From In re TEGNA v. Sandoval, decided yesterday by the Minnesota Court of Appeals (Chief Judge Susan Segal, joined by Judges Bratvold and Larson); seems right to me:
KARE 11 obtained a copy of [a] sentencing memorandum [in Sandoval’s criminal case] from Minnesota Court Records Online (MCRO). The district court subsequently determined that the sentencing memorandum had been incorrectly designated as a public document and granted the defendant’s request for a protective order, which provides that:
No additional copies of the Sentencing Memorandum or any portion of the Sentencing Memorandum shall be made by parties who had accessed it, or any other representative or agent of the parties who accessed it; Said Sentencing Memorandum shall not be used for any purpose other than consideration by the court and the parties for sentencing; Said Sentencing Memorandum shall not be publicly exhibited, shown, displayed, used for educational, research or demonstrative purposes, or used in any other fashion, except in judicial proceedings in the above-referenced action; and Said Sentencing Memorandum may be viewed only by the parties; their counsel and their counsel’s employees, investigators, and experts; and as directed by the Court for judicial proceedings in the above-referenced action.

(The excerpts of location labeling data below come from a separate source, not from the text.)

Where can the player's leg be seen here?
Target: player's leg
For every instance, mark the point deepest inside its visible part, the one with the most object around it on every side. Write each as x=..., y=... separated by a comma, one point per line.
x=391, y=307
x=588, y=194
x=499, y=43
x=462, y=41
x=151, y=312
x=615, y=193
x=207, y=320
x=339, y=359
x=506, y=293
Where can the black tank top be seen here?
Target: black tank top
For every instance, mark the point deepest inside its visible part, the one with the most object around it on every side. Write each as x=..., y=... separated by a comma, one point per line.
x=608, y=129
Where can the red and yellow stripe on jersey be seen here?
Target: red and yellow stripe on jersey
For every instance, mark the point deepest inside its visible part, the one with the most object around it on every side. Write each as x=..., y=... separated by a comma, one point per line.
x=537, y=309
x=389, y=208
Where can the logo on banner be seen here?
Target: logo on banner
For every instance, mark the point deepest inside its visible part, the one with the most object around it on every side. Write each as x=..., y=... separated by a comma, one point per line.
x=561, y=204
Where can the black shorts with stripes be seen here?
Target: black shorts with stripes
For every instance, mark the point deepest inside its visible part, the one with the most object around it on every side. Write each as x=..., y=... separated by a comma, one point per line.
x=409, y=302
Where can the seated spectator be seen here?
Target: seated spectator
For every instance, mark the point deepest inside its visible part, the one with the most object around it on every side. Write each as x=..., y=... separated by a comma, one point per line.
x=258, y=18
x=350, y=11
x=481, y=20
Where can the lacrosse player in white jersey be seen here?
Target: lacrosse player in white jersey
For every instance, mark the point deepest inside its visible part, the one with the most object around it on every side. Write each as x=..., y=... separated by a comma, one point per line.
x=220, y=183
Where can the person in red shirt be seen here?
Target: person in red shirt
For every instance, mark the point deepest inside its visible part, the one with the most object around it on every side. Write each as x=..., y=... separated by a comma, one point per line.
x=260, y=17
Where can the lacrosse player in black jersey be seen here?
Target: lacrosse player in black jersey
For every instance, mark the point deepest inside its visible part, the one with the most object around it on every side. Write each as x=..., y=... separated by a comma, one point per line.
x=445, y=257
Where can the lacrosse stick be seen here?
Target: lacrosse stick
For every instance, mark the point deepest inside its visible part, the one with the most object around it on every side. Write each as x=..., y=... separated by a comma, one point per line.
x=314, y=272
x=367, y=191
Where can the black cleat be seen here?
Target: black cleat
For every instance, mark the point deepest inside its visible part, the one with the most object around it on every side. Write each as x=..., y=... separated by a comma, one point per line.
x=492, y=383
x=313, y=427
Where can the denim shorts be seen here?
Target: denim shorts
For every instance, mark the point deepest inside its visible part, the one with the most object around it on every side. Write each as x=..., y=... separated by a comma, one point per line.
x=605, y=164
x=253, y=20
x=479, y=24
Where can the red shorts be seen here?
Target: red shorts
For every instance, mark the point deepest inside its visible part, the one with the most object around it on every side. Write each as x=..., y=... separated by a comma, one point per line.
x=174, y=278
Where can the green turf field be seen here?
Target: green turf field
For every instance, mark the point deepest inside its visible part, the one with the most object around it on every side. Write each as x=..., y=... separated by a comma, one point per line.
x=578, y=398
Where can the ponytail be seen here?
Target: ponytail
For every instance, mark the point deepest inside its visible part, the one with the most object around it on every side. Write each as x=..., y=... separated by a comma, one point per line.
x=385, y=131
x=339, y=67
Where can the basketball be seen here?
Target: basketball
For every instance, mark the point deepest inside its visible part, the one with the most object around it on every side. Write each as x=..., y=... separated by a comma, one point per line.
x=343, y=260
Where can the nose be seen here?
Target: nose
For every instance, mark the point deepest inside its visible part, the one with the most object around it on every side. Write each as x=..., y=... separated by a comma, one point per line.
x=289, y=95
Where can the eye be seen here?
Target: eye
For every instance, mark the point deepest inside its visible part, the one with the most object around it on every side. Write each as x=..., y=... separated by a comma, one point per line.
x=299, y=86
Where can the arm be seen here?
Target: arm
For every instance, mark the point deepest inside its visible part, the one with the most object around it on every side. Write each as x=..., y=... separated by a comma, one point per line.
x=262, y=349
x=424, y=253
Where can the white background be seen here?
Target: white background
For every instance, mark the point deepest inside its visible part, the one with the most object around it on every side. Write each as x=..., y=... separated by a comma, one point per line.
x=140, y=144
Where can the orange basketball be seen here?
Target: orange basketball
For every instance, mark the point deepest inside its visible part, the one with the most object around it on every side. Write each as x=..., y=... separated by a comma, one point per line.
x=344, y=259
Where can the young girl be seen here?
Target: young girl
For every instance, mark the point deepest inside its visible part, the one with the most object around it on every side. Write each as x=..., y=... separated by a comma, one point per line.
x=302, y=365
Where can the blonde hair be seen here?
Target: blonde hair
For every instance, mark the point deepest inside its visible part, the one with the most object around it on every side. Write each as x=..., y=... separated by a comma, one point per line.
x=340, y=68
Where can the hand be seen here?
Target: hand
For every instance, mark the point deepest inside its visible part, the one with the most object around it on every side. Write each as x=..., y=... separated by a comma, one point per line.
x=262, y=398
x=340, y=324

In addition to signing the written order, the district court ordered on the record that “if there were any copies that were reproduced … those should be destroyed and are not to be distributed.” We refer to the district court’s written and oral orders together as “the July 19 order.” …
[T]he press may not be sanctioned for publishing information that it lawfully obtains, “absent a need to further a state interest of the highest order.” Fla. Star v. B.J.F. (1989); [other cases]. And any such sanction must be narrowly tailored to meeting that state interest.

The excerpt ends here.